The crosstalk between microglia inflamed in multiple sclerosis (MIMS) and astrocytes inflamed in MS (AIMS) is a crucial factor in the formation of the central inflammatory microenvironment and neurotoxicity. Astragalus polysaccharides (APS), an important bioactive component extracted from the dried root of Astragalus, was previously found by our team to attenuate the formation of pro-inflammatory microglia and neurological dysfunction in the experimental autoimmune encephalomyelitis (EAE) mice, a classic model of MS. To investigate the effect of APS on the MIMS-AIMS crosstalk and its underlying mechanism, in this study, a mouse model of EAE and a co-culture model of microglia-astrocytes in vitro were established. It was discovered that APS can alleviate the neurological dysfunction of EAE mice and effectively inhibit the formation of MIMS and AIMS both in vivo and in vitro. Furthermore, it was found that APS can suppress the inflammatory factors of MIMS-AIMS crosstalk in EAE mice and the resulting neurotoxicity in vivo and in vitro. The Sema4D-PlexinB2 signaling is essential for MIMS-AIMS crosstalk and promotes CNS inflammation. We demonstrated that APS can inhibit this signaling in vivo and in vitro. Treatment of recombinant Sema4D protein on cultured astrocytes in vitro significantly increases pro-inflammatory and neurotoxic factors, while APS significantly inhibits them. Conversely, after knockdown of Sema4D expression in microglia, APS no longer improves the neurotoxicity from MIMS-AIMS crosstalk. Overall, these results indicate that APS may modulate MIMS-AIMS crosstalk via the Sema4D-PlexinB2 signaling. This study provides a scientific basis for APS as a potential treatment candidate for demyelinating diseases.

Abstract Image

在实验性自身免疫性脑脊髓炎中,黄芪多糖通过抑制Sema4D-PlexinB2信号传导来调节小胶质细胞-星形胶质细胞之间的串扰。

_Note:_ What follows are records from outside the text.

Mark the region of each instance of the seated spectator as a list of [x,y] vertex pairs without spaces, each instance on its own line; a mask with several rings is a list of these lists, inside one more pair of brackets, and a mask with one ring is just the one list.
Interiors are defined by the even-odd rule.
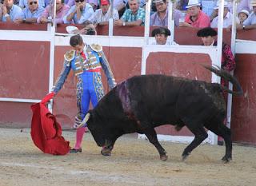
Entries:
[[[152,37],[154,37],[155,42],[153,45],[170,45],[168,41],[168,36],[170,36],[170,31],[165,27],[158,27],[152,30]],[[176,42],[173,42],[173,45],[177,45]]]
[[[89,18],[89,22],[94,24],[108,25],[110,18],[110,7],[109,0],[102,0],[100,9],[96,10],[95,13]],[[113,8],[113,20],[119,19],[118,12]]]
[[[218,13],[218,2],[217,2],[216,6],[214,7],[215,10],[218,10],[217,13]],[[232,26],[233,23],[233,18],[232,14],[230,12],[229,5],[227,2],[224,2],[224,13],[223,13],[223,28],[228,28],[230,26]],[[212,28],[218,28],[218,16],[213,19],[210,23],[210,27]],[[237,20],[238,22],[238,19]]]
[[[168,2],[166,0],[153,0],[153,3],[155,4],[157,12],[153,14],[150,17],[150,26],[168,26]],[[174,24],[178,26],[178,20],[182,17],[182,12],[174,9]]]
[[113,0],[113,8],[118,11],[119,18],[121,18],[126,10],[126,2],[123,0]]
[[203,28],[210,26],[209,17],[200,10],[200,3],[198,0],[190,0],[185,22],[180,22],[179,26]]
[[86,2],[93,7],[94,11],[97,10],[98,6],[98,0],[87,0]]
[[186,8],[186,6],[187,6],[188,2],[189,0],[178,0],[176,8],[182,11],[186,10],[187,8]]
[[2,22],[14,22],[20,18],[22,10],[17,5],[14,5],[14,0],[3,0],[3,4],[0,4]]
[[94,24],[89,22],[85,24],[85,27],[81,30],[75,30],[73,31],[74,34],[83,35],[97,35],[97,31]]
[[202,6],[202,11],[210,18],[214,14],[217,2],[218,0],[199,0],[199,3],[201,3]]
[[[39,7],[46,7],[46,1],[47,0],[38,0],[38,6]],[[50,2],[50,1],[47,1],[48,3]],[[28,5],[28,0],[19,0],[18,2],[18,6],[19,7],[21,7],[22,9],[24,9],[24,8],[28,8],[29,7],[29,5]]]
[[[50,16],[50,5],[46,6],[42,15],[38,18],[38,23],[46,23],[49,22],[48,18]],[[61,24],[64,23],[63,18],[67,14],[70,6],[64,4],[64,0],[56,0],[56,17],[55,17],[55,23]]]
[[15,19],[14,22],[37,22],[38,18],[45,10],[44,8],[38,6],[38,0],[27,0],[27,2],[29,4],[29,7],[22,10],[21,18]]
[[129,0],[127,9],[121,19],[114,22],[114,26],[142,26],[145,22],[145,10],[139,7],[140,0]]
[[253,7],[253,11],[249,15],[248,18],[242,24],[237,26],[237,30],[250,30],[256,28],[256,0],[252,0],[250,2]]
[[250,13],[248,10],[243,9],[238,13],[238,19],[239,19],[239,24],[242,24],[244,21],[248,18]]
[[94,14],[94,10],[85,0],[75,0],[75,5],[72,6],[69,12],[63,18],[65,24],[82,24],[88,21]]

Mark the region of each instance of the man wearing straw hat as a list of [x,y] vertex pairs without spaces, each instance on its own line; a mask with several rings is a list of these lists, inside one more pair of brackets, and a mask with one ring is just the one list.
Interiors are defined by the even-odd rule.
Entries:
[[256,28],[256,0],[252,0],[250,2],[253,7],[253,11],[249,15],[248,18],[237,26],[237,30],[250,30]]
[[200,10],[198,0],[190,0],[186,8],[187,8],[187,14],[185,22],[180,22],[179,26],[197,28],[210,26],[210,18]]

多发性硬化症中发炎的小胶质细胞(MIMS)和多发性硬化症中发炎的星形胶质细胞(AIMS)之间的相互影响是形成中枢炎症微环境和神经毒性的关键因素。黄芪多糖(APS)是从黄芪的干燥根中提取的一种重要生物活性成分,我们的研究小组曾发现它能减轻实验性自身免疫性脑脊髓炎(EAE)小鼠(一种典型的多发性硬化症模型)中促炎性小胶质细胞的形成和神经功能障碍。为了研究APS对MIMS-AIMS串扰的影响及其内在机制,本研究建立了EAE小鼠模型和体外小胶质细胞-星形胶质细胞共培养模型。研究发现,APS能缓解EAE小鼠的神经功能障碍,并能有效抑制体内和体外MIMS和AIMS的形成。此外,研究还发现APS能抑制EAE小鼠体内MIMS-AIMS串联的炎症因子以及由此导致的体内和体外神经毒性。Sema4D-PlexinB2信号传导对于MIMS-AIMS串扰和促进中枢神经系统炎症至关重要。我们证实,APS 可抑制体内和体外的这种信号传导。在体外培养的星形胶质细胞上处理重组 Sema4D 蛋白会显著增加促炎因子和神经毒性因子,而 APS 则能显著抑制它们。相反,在敲除小胶质细胞中的 Sema4D 表达后,APS 不再能改善 MIMS-AIMS 相互交织产生的神经毒性。总之,这些结果表明,APS 可通过 Sema4D-PlexinB2 信号转导调节 MIMS-AIMS 串扰。这项研究为 APS 成为治疗脱髓鞘疾病的潜在候选药物提供了科学依据。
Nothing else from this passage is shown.